Memang kali ini di Tomia saya belum memutuskan untuk tinggal dimana dan mau kemana. Walau baru bertemu di kapal kebaikan keluarga Pak Bakhtiar yang seorang kepala sekolah di sebuah SMP di Pulau Tomia tidak tanggung-tanggung, saya dianggap sebagai keluarga sendiri.
Malam-malam kita ngobrol tentang banyak hal di depan rumah sambil menikmati kencangnya tiupan angin laut, Pagi harinya ketika sedang berjalan menyusuri pantai, ternyata beliau sedang membersihkan Ketintingnya (perahu kecil dengan mesin tempel) dan sayapun langsung ikut membantu, ternyata ini adalah persiapan untuk mengantar saya snorkeling nanti siang sepulang sekolah, akhirnya saya tidak perlu susah-susah lagi untuk memikirkan sewa perahu untuk berkeliling karena beliau yang mengantarkan saya.
Tinggal di rumah malaikat penolong bukan kali itu saja, ketika di Raja Ampat berkat saran Kak Inyong sayapun tinggal di rumah adik iparnya di Pulau Saonek. Ayahnya Reza ini di panggil Abang bukan hanya oleh saya, tetapi juga banyak para pendatang yang sempat tinggal di rumah beliau sebelum akhirnya tinggal menetap di Saonek, seperti para pegawai perhubungan yang saya tumpangi speed boatnya untuk kembali ke Waisai.

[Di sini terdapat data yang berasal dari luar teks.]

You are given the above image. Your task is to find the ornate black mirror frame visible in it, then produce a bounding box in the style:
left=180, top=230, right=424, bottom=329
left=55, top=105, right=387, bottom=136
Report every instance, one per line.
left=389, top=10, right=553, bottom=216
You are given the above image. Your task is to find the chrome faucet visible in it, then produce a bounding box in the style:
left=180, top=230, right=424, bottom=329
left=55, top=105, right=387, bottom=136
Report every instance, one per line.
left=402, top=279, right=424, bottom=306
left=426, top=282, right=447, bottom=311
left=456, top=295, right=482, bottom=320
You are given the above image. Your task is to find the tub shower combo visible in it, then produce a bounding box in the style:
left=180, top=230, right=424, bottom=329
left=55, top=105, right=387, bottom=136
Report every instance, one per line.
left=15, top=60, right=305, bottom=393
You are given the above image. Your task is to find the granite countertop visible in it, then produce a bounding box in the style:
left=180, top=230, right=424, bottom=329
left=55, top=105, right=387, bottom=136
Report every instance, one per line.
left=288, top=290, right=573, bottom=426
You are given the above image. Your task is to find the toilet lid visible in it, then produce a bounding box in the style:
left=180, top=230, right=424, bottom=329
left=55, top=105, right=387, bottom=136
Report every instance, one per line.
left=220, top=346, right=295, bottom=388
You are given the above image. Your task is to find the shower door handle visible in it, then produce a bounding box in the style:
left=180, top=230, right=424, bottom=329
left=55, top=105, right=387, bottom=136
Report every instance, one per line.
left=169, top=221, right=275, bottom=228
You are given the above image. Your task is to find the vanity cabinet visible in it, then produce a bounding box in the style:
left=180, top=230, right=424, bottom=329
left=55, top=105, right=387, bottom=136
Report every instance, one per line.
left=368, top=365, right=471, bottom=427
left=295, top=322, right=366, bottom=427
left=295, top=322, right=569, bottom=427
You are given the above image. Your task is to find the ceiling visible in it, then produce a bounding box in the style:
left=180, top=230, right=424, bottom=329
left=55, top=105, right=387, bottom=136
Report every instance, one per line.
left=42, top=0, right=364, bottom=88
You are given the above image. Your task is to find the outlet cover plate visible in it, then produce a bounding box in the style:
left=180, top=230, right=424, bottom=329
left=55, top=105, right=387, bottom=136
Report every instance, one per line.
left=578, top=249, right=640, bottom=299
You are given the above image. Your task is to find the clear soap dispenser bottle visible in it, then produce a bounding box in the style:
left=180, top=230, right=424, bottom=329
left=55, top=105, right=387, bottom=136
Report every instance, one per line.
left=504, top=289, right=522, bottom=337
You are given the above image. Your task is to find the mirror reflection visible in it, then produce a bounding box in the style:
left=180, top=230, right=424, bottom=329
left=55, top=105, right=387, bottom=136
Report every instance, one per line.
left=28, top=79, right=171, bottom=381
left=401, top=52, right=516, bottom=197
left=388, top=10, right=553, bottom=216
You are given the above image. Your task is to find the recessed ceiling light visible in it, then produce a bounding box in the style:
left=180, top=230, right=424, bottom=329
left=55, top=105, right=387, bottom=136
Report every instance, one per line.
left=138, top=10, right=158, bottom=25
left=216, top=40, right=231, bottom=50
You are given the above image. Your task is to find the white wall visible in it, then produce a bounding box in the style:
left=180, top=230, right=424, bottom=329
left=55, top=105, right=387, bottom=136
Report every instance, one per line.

Bahkan ketika pertama kali datang saya menyangka anak kecil yang digendong istrinya adalah anak mereka. Baru saya ketahui setelah diceritakan bahwa itu adalah anak orang lain yang mereka rawat karena ayahnya yang tidak bertanggung jawab terhadap ibunya, namun tak terlihat sama sekali bahwa itu bukan anak mereka karena saking sayangnya keluarga ini kepadanya.
Selain itu masih ada dua orang yang juga tinggal dirumah ini.”Mereka sudah biasa, kalau mau makan tinggal ambil sendiri saja didapur, jadi kamu juga jangan malu-malu”, ucap beliau.
Sekali lagi saya terpesona oleh kebaikan masyarakat Indonesia, saya yakin dimanapun berjalan saya akan bertemu dengan keluarga baru yang dengan ikhlas menolong pejalan yang sedang mengembara. Bukan hanya keluarga, sahabat barupun saya temukan disepanjang perjalanan.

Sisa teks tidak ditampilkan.